Back at the end of February I passed along the news that after the Supreme Court had given the FBI a little bit of a smack down with it came to warrantless GPS tracking that the FBI claimed that they would have to shut off some 3,000 GPS tracking units already in play.
Now we have the NPR reporting that the FBI is still whining about the Court’s decision and that they had to scramble for weeks in order to get the search warrants they needed to turn those ‘needed’ GPS tracking units back on.
When he appeared before a Congressional hearing last month FBI Director Robert Meuller said that the ruling “will inhibit our ability” to do GPS tracking when it comes to a “number of surveillances where it has been tremendously beneficial”.
During his testimony Meuller also said that in case where the FBI didn’t have probable cause they had to deploy teams of six to eight agents in order to track suspects the old fashioned way.

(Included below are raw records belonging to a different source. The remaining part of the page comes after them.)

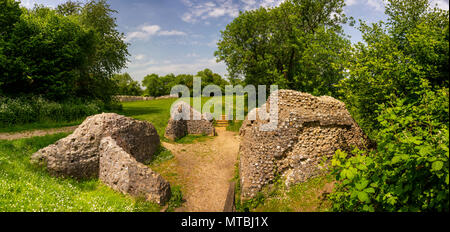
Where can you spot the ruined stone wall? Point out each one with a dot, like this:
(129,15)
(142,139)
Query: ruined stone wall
(113,148)
(178,126)
(309,129)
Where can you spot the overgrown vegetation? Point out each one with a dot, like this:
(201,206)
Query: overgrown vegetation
(398,91)
(57,64)
(299,45)
(23,110)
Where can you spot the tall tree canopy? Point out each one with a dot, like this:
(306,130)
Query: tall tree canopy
(396,58)
(298,45)
(72,51)
(126,85)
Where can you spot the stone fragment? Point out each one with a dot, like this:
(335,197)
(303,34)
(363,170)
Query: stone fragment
(309,129)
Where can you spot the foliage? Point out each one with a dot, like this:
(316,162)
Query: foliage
(395,57)
(298,45)
(60,54)
(397,90)
(126,85)
(27,188)
(161,85)
(410,170)
(17,111)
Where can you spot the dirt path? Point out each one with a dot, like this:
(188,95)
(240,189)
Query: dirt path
(29,134)
(207,168)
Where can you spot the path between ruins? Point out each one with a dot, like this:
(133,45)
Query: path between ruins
(207,168)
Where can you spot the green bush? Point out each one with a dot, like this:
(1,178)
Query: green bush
(24,110)
(410,169)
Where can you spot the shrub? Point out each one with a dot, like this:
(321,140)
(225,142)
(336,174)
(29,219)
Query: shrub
(410,169)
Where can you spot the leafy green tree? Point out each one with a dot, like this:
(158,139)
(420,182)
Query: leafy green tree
(126,85)
(69,52)
(298,45)
(397,89)
(410,169)
(45,53)
(396,56)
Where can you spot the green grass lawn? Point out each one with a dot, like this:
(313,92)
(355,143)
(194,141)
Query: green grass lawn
(25,187)
(38,126)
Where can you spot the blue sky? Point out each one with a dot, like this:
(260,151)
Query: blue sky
(179,36)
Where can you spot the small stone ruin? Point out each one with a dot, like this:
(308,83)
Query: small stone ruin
(309,129)
(186,120)
(113,148)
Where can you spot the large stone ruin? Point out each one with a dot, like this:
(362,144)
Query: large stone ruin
(186,120)
(309,129)
(113,148)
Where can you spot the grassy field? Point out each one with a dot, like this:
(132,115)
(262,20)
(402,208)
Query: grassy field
(25,187)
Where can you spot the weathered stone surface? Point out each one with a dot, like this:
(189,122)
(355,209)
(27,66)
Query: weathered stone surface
(79,154)
(309,129)
(186,120)
(120,171)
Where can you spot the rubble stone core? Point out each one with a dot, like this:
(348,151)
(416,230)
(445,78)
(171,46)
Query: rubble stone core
(309,129)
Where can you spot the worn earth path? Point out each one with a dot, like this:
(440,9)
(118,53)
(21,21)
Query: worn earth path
(207,168)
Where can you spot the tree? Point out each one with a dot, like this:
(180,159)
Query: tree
(45,53)
(208,77)
(298,45)
(396,58)
(153,85)
(126,85)
(397,90)
(69,52)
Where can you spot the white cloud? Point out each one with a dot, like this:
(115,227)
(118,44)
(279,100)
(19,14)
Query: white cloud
(146,31)
(351,2)
(200,11)
(171,33)
(139,56)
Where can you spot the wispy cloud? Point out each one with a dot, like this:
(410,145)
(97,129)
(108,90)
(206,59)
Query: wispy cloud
(203,10)
(200,11)
(147,31)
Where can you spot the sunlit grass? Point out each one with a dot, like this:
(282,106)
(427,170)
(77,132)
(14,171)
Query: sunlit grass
(26,188)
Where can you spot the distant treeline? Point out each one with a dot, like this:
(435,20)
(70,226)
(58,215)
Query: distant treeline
(59,54)
(156,85)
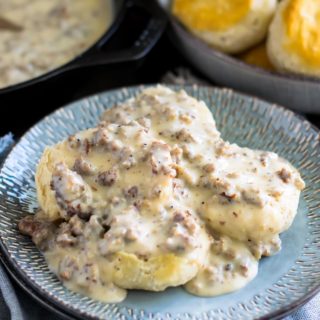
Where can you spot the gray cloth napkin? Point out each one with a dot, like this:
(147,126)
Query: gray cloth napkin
(17,305)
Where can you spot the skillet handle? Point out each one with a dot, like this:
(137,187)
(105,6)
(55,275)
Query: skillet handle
(144,37)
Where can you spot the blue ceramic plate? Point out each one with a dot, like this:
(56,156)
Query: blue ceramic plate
(284,282)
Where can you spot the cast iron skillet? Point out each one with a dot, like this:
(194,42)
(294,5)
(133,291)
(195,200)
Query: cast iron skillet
(113,61)
(97,55)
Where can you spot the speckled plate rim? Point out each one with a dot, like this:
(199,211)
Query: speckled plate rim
(34,295)
(48,300)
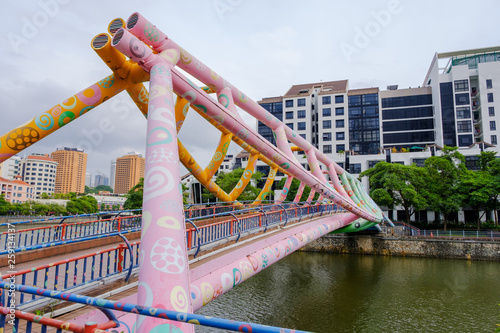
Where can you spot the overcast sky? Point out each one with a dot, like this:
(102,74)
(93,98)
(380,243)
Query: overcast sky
(261,47)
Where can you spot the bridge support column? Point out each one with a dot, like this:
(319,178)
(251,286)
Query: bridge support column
(164,269)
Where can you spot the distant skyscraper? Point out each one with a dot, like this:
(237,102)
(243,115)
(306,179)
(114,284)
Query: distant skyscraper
(71,173)
(101,180)
(10,168)
(39,170)
(129,169)
(112,173)
(88,179)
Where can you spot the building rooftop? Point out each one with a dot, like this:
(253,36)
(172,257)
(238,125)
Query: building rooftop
(326,87)
(41,158)
(469,52)
(271,100)
(70,149)
(364,91)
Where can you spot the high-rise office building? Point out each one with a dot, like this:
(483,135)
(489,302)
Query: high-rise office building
(88,179)
(71,170)
(456,106)
(10,168)
(465,95)
(112,173)
(101,179)
(39,170)
(129,170)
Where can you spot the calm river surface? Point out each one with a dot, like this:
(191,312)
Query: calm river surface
(349,293)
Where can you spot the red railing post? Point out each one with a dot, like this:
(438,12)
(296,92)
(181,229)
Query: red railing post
(90,327)
(63,232)
(190,242)
(121,257)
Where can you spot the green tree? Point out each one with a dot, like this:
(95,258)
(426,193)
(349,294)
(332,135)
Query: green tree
(443,174)
(393,185)
(227,182)
(294,187)
(134,196)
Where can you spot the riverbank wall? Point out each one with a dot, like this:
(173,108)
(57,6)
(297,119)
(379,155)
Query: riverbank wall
(407,247)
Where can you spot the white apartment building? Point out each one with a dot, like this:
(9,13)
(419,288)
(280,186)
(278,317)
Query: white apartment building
(39,170)
(457,105)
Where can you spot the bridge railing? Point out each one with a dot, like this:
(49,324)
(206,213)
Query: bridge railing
(107,306)
(69,231)
(30,323)
(252,219)
(75,272)
(462,234)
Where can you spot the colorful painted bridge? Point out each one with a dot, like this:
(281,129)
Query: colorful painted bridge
(169,287)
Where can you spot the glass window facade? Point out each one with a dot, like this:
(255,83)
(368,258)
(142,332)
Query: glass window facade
(418,112)
(463,112)
(395,102)
(464,126)
(420,162)
(462,99)
(276,109)
(447,114)
(408,137)
(465,140)
(355,168)
(490,98)
(461,85)
(407,125)
(472,162)
(364,133)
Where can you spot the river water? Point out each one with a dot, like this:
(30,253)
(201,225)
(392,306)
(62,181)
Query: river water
(349,293)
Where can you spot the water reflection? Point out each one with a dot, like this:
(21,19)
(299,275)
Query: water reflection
(348,293)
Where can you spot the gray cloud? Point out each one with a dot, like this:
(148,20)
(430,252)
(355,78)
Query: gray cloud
(261,47)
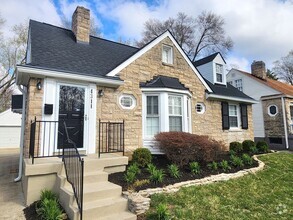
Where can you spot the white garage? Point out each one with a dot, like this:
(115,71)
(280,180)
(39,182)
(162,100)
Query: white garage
(10,126)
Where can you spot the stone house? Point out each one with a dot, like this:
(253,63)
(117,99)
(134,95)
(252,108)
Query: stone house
(273,115)
(109,97)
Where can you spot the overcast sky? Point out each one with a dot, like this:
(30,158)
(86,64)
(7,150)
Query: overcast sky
(260,29)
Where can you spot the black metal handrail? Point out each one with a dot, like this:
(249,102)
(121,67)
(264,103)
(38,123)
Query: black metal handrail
(111,137)
(74,169)
(43,138)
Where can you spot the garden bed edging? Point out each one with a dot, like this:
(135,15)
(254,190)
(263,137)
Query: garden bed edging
(139,202)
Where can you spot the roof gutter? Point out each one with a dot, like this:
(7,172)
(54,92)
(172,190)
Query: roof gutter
(24,93)
(285,123)
(236,99)
(24,73)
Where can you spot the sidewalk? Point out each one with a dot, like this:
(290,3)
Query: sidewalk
(11,197)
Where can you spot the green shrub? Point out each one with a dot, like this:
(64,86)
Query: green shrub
(236,147)
(157,176)
(133,168)
(162,212)
(48,208)
(194,167)
(247,145)
(130,177)
(253,150)
(142,156)
(224,165)
(182,148)
(174,171)
(150,168)
(213,166)
(247,159)
(262,147)
(236,161)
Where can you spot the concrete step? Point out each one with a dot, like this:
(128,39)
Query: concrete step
(93,163)
(95,176)
(121,216)
(104,207)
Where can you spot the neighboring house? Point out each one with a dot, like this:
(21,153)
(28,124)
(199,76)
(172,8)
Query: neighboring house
(112,95)
(273,115)
(10,125)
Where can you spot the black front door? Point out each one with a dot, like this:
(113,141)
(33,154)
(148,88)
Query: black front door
(71,111)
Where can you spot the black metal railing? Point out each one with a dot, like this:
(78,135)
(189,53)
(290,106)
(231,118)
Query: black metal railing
(111,137)
(43,139)
(74,169)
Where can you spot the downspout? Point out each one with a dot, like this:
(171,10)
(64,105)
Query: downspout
(24,93)
(285,122)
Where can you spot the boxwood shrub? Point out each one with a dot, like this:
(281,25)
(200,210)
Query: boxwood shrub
(182,148)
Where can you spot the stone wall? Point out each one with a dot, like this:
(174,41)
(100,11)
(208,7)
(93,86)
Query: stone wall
(144,69)
(33,109)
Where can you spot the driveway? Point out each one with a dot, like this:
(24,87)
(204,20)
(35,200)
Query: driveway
(11,197)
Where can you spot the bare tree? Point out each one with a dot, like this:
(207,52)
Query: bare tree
(198,36)
(94,28)
(12,52)
(283,68)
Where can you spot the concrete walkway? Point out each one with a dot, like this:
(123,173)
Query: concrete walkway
(11,197)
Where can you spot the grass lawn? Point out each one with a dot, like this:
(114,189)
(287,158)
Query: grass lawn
(265,195)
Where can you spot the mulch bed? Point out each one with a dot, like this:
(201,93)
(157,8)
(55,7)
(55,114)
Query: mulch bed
(161,162)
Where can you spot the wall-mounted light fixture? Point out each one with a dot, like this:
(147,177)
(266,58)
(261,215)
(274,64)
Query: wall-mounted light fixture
(100,93)
(39,85)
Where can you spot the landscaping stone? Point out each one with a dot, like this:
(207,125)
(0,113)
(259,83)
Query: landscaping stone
(139,202)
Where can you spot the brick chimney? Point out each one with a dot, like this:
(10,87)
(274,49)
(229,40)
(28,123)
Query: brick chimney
(258,69)
(81,24)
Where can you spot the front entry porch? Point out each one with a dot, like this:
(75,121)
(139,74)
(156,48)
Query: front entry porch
(78,178)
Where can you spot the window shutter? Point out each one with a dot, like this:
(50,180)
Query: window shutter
(244,117)
(225,116)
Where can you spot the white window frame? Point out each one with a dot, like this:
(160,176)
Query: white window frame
(164,110)
(277,110)
(237,86)
(127,96)
(221,72)
(173,114)
(169,58)
(238,116)
(203,108)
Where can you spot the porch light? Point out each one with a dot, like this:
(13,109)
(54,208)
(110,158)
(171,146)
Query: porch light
(39,85)
(100,93)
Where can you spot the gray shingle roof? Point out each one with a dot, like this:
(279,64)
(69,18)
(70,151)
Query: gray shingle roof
(55,48)
(163,82)
(229,91)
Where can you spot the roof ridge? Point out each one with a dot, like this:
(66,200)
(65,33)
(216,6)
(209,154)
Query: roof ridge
(66,29)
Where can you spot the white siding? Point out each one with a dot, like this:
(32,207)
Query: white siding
(10,126)
(254,89)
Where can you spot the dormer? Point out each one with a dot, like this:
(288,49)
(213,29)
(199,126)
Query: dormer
(212,68)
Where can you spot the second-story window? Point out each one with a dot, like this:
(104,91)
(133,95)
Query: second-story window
(167,54)
(219,73)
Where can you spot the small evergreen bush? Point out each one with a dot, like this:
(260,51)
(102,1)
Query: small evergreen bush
(174,171)
(247,145)
(236,161)
(182,148)
(262,147)
(142,156)
(236,147)
(194,167)
(224,165)
(247,160)
(157,176)
(213,166)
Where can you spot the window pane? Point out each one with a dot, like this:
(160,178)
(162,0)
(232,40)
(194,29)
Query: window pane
(232,110)
(175,123)
(233,121)
(152,126)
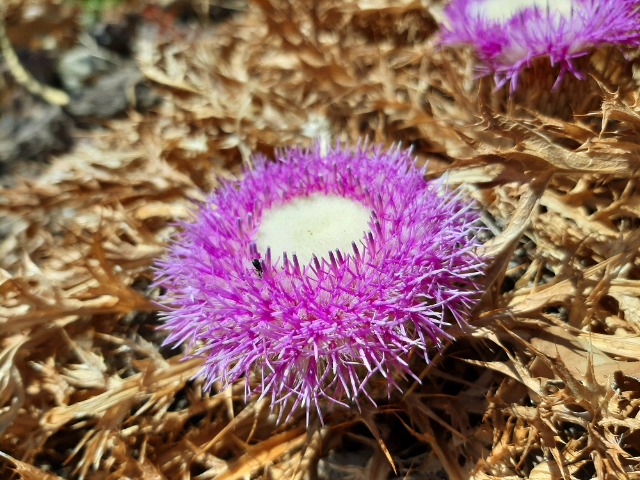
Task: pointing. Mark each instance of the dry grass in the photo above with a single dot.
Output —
(547, 385)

It turns out that out of the 3,000 GPS tracker that were in use at the time of the ruling 2,750 of them have been turned back on with only 250 devices that they couldn’t turn on.
However what a FBI lawyer said in relation t o this to the NPR should really make the average American worry:
“If you require probable cause for every technique, then you are making it very, very hard for law enforcement,” an FBI lawyer told NPR.
via Ars Technica
Let that settle in for a minute.
“If you require probable cause for every technique….”
Isn’t that the whole point of the Constitution’s Fourth Amendment – to protect the citizen from government and law enforcement from over stepping their power. What the FBI would apparently like is for the Fourth Amendment to disappear because screw the citizen the needs of the FBI are more important.
It should be up to the government and all law enforcement agencies to be able to prove beyond any doubt that a crime had been committed before search warrant and new technologies like GPS tracking are permissible.